Maldini: «No ad altri club italiani. Inter? Il segreto è la dirigenza»

Dall’Inter al passato, passando per il suo futuro. L’ex dirigente del Milan ha rilasciato una lunga intervista a Radio Serie A con RDS.

Serie A censura Maldini
(Foto: Radio Serie A)

L’ex direttore tecnico ed ex-bandiera del Milan Paolo Maldini è tornato a parlare a un anno di distanza dall’addio al club rossonero e si è raccontato a tutto tondo in un’intervista concessa ad Alessandro Alciato, ai microfoni di Radio Serie A.

Maldini ha esordito parlando del calcio, che è «sempre stato presente. Il Milan è sempre stata la squadra della mia città, l’ambiente dove sono cresciuto e per me è qualcosa che va al di là del tifo e del lavoro. È sempre stato così e sarà sempre così. Il rapporto che c’è va al di là delle ere in cui sono passato in questa grande società e sarà così anche per i miei figli».

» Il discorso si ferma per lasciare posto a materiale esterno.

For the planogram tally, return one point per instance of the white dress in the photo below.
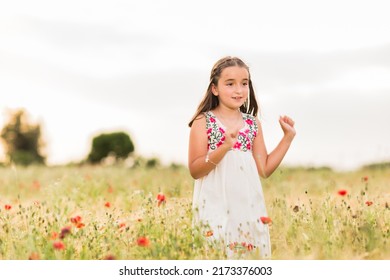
(228, 203)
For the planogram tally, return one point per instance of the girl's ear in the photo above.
(214, 90)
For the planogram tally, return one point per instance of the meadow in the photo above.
(97, 213)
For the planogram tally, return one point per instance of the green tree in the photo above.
(118, 144)
(22, 139)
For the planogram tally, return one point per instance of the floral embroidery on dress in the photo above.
(216, 133)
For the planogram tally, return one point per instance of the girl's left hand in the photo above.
(287, 125)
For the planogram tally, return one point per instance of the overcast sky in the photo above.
(85, 67)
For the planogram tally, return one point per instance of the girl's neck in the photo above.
(227, 113)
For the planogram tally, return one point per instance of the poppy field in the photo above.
(98, 213)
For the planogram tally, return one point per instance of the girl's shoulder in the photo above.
(250, 120)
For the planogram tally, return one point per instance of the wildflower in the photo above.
(36, 185)
(58, 245)
(34, 256)
(369, 203)
(342, 192)
(54, 235)
(80, 225)
(266, 220)
(160, 199)
(64, 232)
(75, 220)
(109, 257)
(250, 247)
(143, 241)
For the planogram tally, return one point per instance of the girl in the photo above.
(226, 156)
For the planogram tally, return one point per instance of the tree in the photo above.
(22, 139)
(117, 144)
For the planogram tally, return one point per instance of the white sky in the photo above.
(84, 67)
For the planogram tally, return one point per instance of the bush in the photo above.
(118, 144)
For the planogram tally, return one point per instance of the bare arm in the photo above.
(197, 151)
(267, 163)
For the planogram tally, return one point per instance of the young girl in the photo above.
(226, 156)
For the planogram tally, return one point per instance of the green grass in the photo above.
(310, 219)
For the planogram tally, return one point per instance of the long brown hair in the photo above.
(210, 101)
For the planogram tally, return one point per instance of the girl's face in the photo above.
(233, 87)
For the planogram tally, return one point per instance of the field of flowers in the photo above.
(99, 213)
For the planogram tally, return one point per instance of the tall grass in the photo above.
(119, 216)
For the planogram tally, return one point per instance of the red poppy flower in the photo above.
(58, 245)
(143, 241)
(75, 220)
(54, 236)
(266, 220)
(160, 199)
(342, 192)
(80, 225)
(64, 232)
(34, 256)
(109, 257)
(249, 247)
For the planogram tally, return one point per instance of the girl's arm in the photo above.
(197, 151)
(267, 163)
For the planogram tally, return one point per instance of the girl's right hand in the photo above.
(231, 136)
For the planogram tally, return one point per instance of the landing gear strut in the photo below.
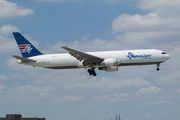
(92, 72)
(158, 65)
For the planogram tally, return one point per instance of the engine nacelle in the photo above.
(109, 69)
(110, 62)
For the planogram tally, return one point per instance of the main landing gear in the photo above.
(92, 71)
(158, 65)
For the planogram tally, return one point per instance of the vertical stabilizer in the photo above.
(25, 47)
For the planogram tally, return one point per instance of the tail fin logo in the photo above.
(25, 48)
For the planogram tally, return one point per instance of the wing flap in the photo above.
(23, 59)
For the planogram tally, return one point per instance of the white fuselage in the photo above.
(122, 58)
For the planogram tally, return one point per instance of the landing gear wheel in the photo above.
(91, 72)
(158, 65)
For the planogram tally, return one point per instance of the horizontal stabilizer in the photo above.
(23, 59)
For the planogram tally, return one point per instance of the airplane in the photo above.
(103, 60)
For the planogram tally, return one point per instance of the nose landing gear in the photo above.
(92, 72)
(158, 65)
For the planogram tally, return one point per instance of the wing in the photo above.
(88, 58)
(23, 59)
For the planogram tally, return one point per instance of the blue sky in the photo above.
(135, 92)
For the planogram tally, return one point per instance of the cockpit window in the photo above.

Sul ruolo di calciatore prima e dirigente poi, Maldini spiega che «io mi considero semplicemente Paolo. Cerco di fare la mia traiettoria di vita. Ringrazio la famiglia che ho avuto, ho incontrato le persone giuste. Anche la mia ultima esperienza da dirigente mi ha fatto apprezzare le cose che non conoscevo. Nel calcio uno pensa di saper tutto, ma quando passi dall’altra parte hai una prospettiva completamente diversa. Cose che ho dichiarato da calciatore, poi passando dirigente le avrei volute cancellare».

«Io custode del milanismo? Non lo so, lo possono dire gli altri. Di sicuro il calcio e il Milan mi hanno insegnato tanto come valori e come principi e quando lavori per questo club ne devi tenere conto perché va al di là del risultato. quando si parla di una storia ultra centenaria, va conosciuta e studiata. Venti anni fatti con me? Sono contento, ma la mia storia parte negli anni ‘50 con mio papà e oggi sta andando avanti ancora perché Daniel è ancora sotto contratto», ha aggiunto.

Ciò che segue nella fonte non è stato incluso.